06 迷宮攻略前夜
「……何故直衛君がここにいるの?」
虎姫がこちらを睨みつけている。
この国――オウミの領主の館にて、その会合は行われるようだった。
いるのは国の軍の上官達、そして長尾達女子の全員、軍師のような形で協力していた男子達、そして、この国の領主だ。

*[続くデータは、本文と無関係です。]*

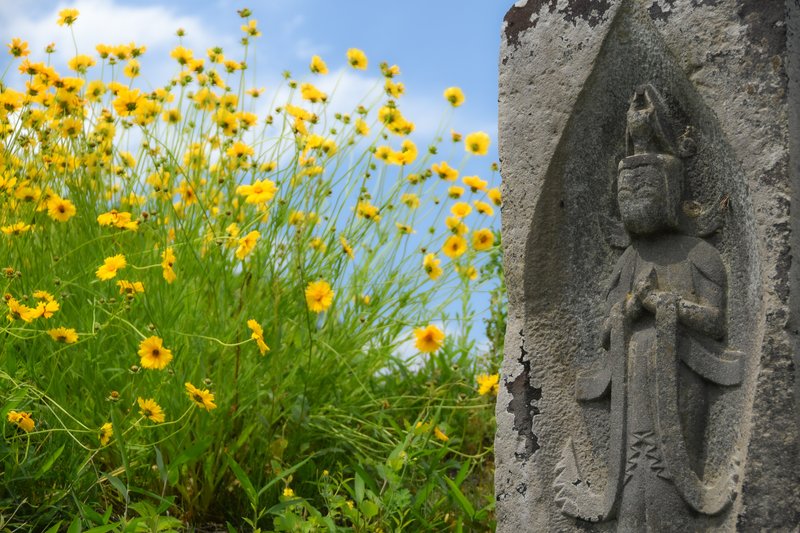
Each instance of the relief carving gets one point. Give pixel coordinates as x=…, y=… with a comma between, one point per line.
x=664, y=347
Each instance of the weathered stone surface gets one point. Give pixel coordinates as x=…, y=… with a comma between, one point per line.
x=602, y=393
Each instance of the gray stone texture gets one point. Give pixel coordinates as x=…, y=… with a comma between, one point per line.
x=727, y=76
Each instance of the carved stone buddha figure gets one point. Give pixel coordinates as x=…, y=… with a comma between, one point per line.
x=663, y=346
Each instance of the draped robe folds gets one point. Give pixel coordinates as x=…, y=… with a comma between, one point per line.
x=656, y=368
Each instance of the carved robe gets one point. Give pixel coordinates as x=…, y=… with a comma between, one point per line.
x=656, y=368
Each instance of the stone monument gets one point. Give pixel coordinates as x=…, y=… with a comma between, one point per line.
x=650, y=154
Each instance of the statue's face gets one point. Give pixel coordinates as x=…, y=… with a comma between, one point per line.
x=643, y=199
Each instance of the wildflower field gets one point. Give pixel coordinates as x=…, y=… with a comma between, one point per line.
x=229, y=308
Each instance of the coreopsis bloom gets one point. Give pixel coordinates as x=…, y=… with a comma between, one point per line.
x=495, y=196
x=368, y=211
x=357, y=58
x=105, y=434
x=81, y=63
x=454, y=246
x=202, y=398
x=152, y=353
x=477, y=143
x=319, y=296
x=110, y=266
x=488, y=384
x=455, y=192
x=247, y=244
x=46, y=309
x=60, y=209
x=346, y=248
x=118, y=219
x=167, y=264
x=428, y=339
x=431, y=265
x=483, y=208
x=258, y=336
x=318, y=66
x=474, y=183
x=258, y=192
x=130, y=287
x=18, y=48
x=312, y=94
x=411, y=200
x=151, y=410
x=460, y=209
x=482, y=239
x=445, y=171
x=22, y=420
x=454, y=95
x=67, y=17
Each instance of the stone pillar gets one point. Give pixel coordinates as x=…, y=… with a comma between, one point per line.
x=650, y=154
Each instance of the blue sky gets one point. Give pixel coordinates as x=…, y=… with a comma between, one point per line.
x=436, y=44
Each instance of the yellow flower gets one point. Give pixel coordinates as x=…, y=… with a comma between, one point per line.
x=431, y=265
x=319, y=296
x=445, y=171
x=411, y=200
x=318, y=66
x=483, y=208
x=240, y=150
x=153, y=354
x=454, y=95
x=477, y=143
x=474, y=183
x=460, y=209
x=258, y=336
x=346, y=248
x=106, y=432
x=46, y=309
x=110, y=266
x=312, y=94
x=428, y=339
x=454, y=246
x=66, y=17
x=167, y=262
x=488, y=384
x=455, y=191
x=247, y=244
x=151, y=410
x=18, y=48
x=60, y=209
x=22, y=420
x=357, y=58
x=495, y=196
x=259, y=192
x=80, y=63
x=130, y=287
x=482, y=239
x=202, y=398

「まぁまぁ、愛徒も作戦に参加する訳だし、部外者って訳じゃないでしょ?」
「そんなこと聞いてないんだけど?」
春信の言い分に、僕と虎姫の疑問が被った。
単に会合に顔を出すだけだと思っていたが、いつの間にか巻き込まれている。
虎姫にこれ以上嫌われるのは嫌なんだけど……。
「だって愛徒は今やオウミの軍の人間でしょ。その上加護持ちでもあるんだから、繋ぎ役としては丁度いいでしょ」
「……貴方がやればいいんじゃない?」
「勿論、俺も行くけど。僕は今回、偵察メインで動くからさ」
「……」
虎姫は分が悪いと踏んだか、自分の席に戻って行った。
「直衛はとりあえず真田の横に座るといい、もう直ぐ軍議が始まる」
「分かった」
真田幸也、俺達男子側のリーダーだ。
他にいるのは、石田や黒田……こいつらは頭がいいから恐らく作戦面での協力だろう。
「では、皆さんお揃いのようですので。始めようと思います」
会合を取り仕切るのは領主の青年、名前は確かカイエンと言ったか。
軍議とはいえど、攻略の大まかな計画は既に決まっていたらしい。
今回の会合はその最終確認といった形だそうだ。
まずオウミ軍が迷宮を先行し、虎姫達がその後を続く。
露払いは基本的に軍の人に任せ、虎姫達は体力を温存しながらそのフォローをする、と言った形らしい。
迷宮の位置は西の山地の奥にあるそうだ。
到達までには二日の時を要する。
虎姫達が何度も遠征を繰り返して、ついに発見に至った場所だ。
当然、その周囲は魔物の数も多い。
辿り着くだけでも命懸けだ。
「……直衛君、ちょっといいかしら」
休憩の折、虎姫が声を掛けてきた。
どうやら二人きりで話があるらしい。
僕達は会場を一時抜け出して、外に出た。
あたりはすっかり夜だ。
体感だが、どうもこの世界は少し一日の時間が短い気がする。
大体20時間ぐらいだろうか。
6時間ぐらい寝て、起きて、少し活動したら日が暮れる。
そして、夜は魔物が活発になる時間。
この世界の人間の活動範囲が狭いのは、これも原因の一端ではあるのだろう。
「貴方は辞退しなさい。足手纏いよ」
虎姫の話は予想通りのものだった。
「……やっぱりその話か」
言い分は尤もだ。
僕は攻略のメンバーの中で最も弱い。
ほぼ非戦闘要員である僕を参加させる意味は、殆どないだろう。
でも、もう心は決まっている。
でも、これで仮に攻略が失敗したのなら、僕達はもう終わりだ。
貴重な戦闘要員を失って、後は大人しく滅びを待つしか無い。
「……悪いけど、その指示には従えない」
僕は虎姫の目をまっすぐ見据えて言う。
何より、僕はこれ以上彼女達に全てを押し付けて、傷付くのを黙って見るのが許せない。
例え糸口が見つからなかったとでも、虎姫達は命を賭けて守るべき存在だ。
「……そう。じゃあ、仕方ないわね」
直後、虎姫の目つきが変わった。
今までに見たことが無いほど冷たく、無機質な目だ。
不味い、と何か嫌な予感がして、慌てて後ろに飛び退いた。
――ドンッ、と地面が揺れた。
虎姫が武器を抜き放ったのだ。
虎姫の太刀が淡く光を纏っている。
そして、つい一瞬前まで僕が立っていた場所は、ぽっかり穴が空いたように陥没していた。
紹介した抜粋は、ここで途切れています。